This child was taught the Empowering Writers skills but has not used them all. Is this normal? Absolutely! It is very possible that your students will forget to apply all of the skills at once. Writing is a multifaceted task. It requires a lot of higher order thinking. Progress doesn’t happen overnight. We need to continue the modeling process and revisit lessons so that applying these skills will become second nature.
I(t) was the last game of the season. We were going up against Impact Gold. Our team was down by two. You could see the burning sensacion to win in their eyes. There were only 3 mins left in the game, but THZ was determined to win. The last batter of the day came up to the plate, loaded up and shot the ball straight to me in left field. At this point I knew it was either make it or break it.
So I aligned my glove even with the ball to ensure I would catch it. Soon I heard a loud pop noise and realized I had just caught the ball! After that the game was forced into over time and we won the game!
This paper is a classic example of a potentially great author who has not applied all of the skills that had been modeled and practiced. Let’s look at the strengths of her paper first.
If you look at the main event of her story, she has included some of the skills taught. The main event is the longest part of the narrative (although it could be developed more) and she has stretched it out with a lot of great details. She has also added a lot of suspense in order to keep the reader’s attention.
There are a few things that this author could do to “knock” this paper out of the ball park!
#1. One of the first things that is very apparent is the fact that she has not included an entertaining beginning. The reader has not been “hooked”. What if she would have opened with an action?

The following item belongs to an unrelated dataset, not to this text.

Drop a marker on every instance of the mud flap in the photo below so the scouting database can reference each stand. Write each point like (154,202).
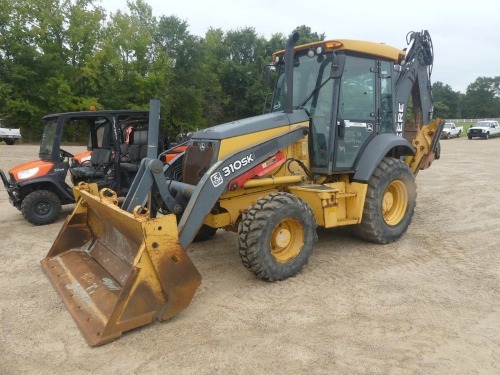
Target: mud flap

I positioned myself way out in right field. Bending over, resting my palms on my knees, I could feel the sweat trickle down my back from the blazing sun.
Notice that the setting, time of day, and character is introduced in an exciting way that invites the reader into the story.
#2. Another skill that is missing is that of elaborating on a critical character, setting, or object. Young authors are taught to stop the action and describe something critical to the story. What if she would have included the following:
The last batter stood, slightly bent over the plate, peering out into the field with a look of stern determination on her face. Bat in hand, cocked behind her back, she was ready to unwind like a coiled up spring.
The last batter is a critical character in the story, because she actually defined the outcome of the game. The author could have elaborated on other critical elements of the story such as the ball field (critical setting) or the actual softball (critical object).
#3. Finally, she has not included a satisfying extended ending. Her story just “stops” and the reader does not leave feeling satisfied. What if she would have ended it like this:
I walked off the field, standing taller than ever before. I’ll never forget the sound of the roaring crowd in the stands. I had done it. I caught the ball that sealed the victory for my team. My decision was made that day…softball would be my future.
Remember that writing is a process…not a destination. Progress will most assuredly come. Especially when young writers have the specific skills necessary for powerful revision!